Today we are going to take a look at using joins within a search. For long time readers of this blog, you may recall we covered joins when working with multiple events in rules. The good news is that many of the concepts in rules apply to search, so for some of you, this may be a snap. For those less familiar with this concept, that’s alright, we are going to dive in and look at building a search using a join.
Currently, there are a few different datasets that can be joined within search. We can join events to the entity graph and of course we can join events to a data table. This blog will focus on joining a subset of events to another subset of events.
Now, you might be thinking, I can build a search with OR operators and get a set of rows and filter the results and review. Why do I need a join? A join will return events that have a relationship to one another based on one or more common values.
Let’s use successful and failed login events as the basis for our example today. We are going to use Microsoft login events, specifically event codes 4624 and 4625. For those not familiar with these event codes, 4624 denotes a successful login and 4625 is a failed login. We are going to build a search that helps inform us of the number of successful and failed login events our users have had and their association to one another.
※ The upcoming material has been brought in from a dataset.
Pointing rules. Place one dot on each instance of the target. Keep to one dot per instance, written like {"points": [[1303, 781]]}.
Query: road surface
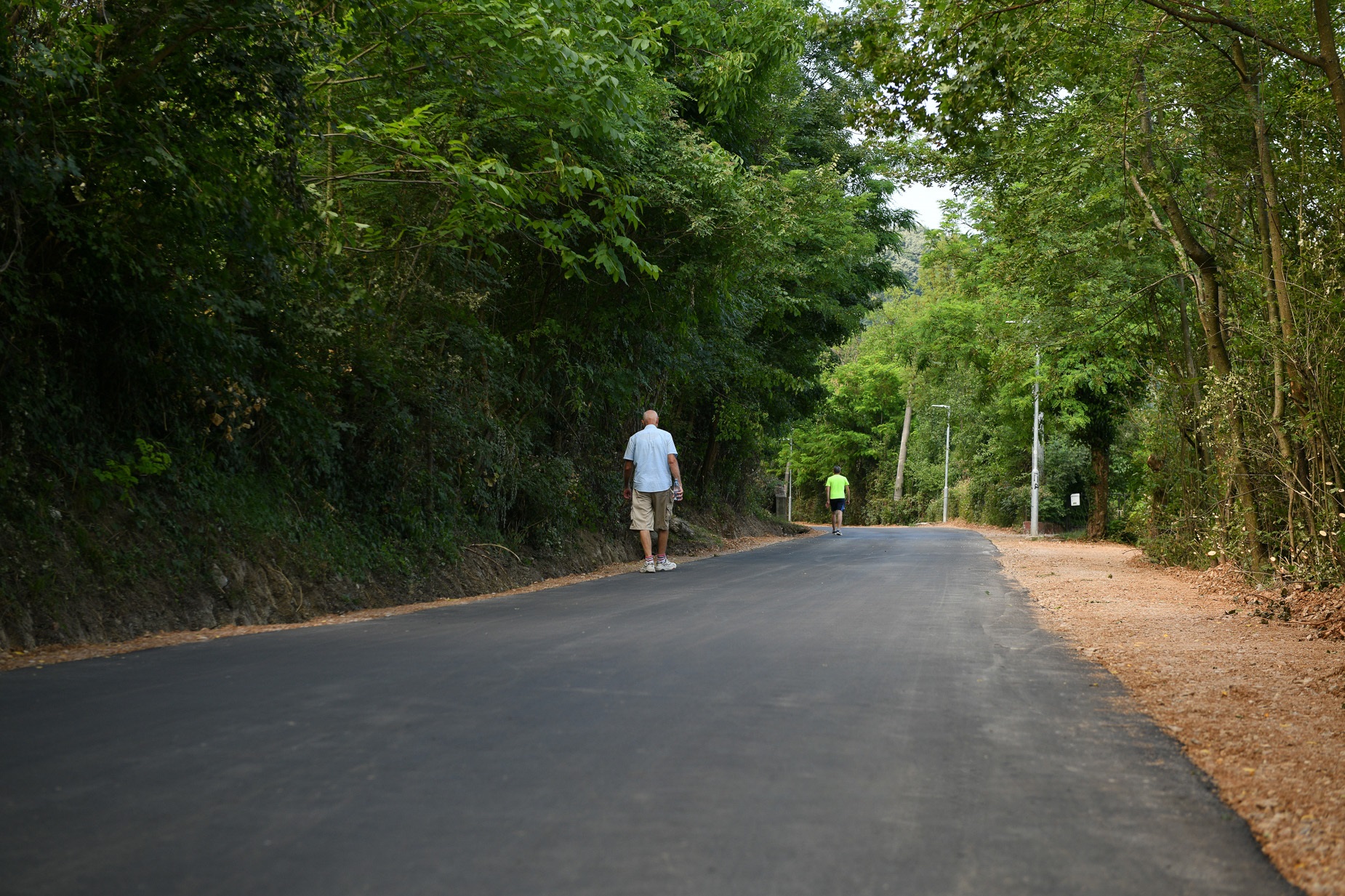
{"points": [[875, 714]]}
Building Searches for Each Subset of Events
Before we start building our query with a join, a process that I’ve found to be useful is to take the elements of each section of the query and build them separate from one another and then bring the components together. That way you have the tabular view of each subset of data readily available to review.
Our initial search for the failed login events is below. To summarize, we want Microsoft user login events that have a failed login event of 4625. These events will have an security_result.action value of block. The intermediary.hostname is where the parser is storing the hostname of the system that is being authenticated to. For our example, we only want to include the hostnames that are part of the stackedpads.local domain.
metadata.event_type = "USER_LOGIN"
metadata.vendor_name = "Microsoft"
security_result.action = "BLOCK"
metadata.product_event_type = "4625"
intermediary.hostname = /stackedpads\.local$/

Here we can see that during the search window, we have 336 failed login events. The field target.user.userid displays the users who were attempting to login to the system in the intermediary.hostname field and the principal.hostname is the system the login attempt originated from.
For successful logins, we are performing a very similar search but this time we are searching for the Windows event code of 4624 and an action of allow, which denotes a successful login.
metadata.event_type = "USER_LOGIN"
metadata.vendor_name = "Microsoft"
security_result.action = "ALLOW"
metadata.product_event_type = "4624"
intermediary.hostname = /stackedpads\.local$/

Not surprisingly, we see fewer successful logins in our result set. Now, we could easily combine these two searches with an OR operator and try to find data of interest. Instead, we are going to bring these two subsets of data together with a join.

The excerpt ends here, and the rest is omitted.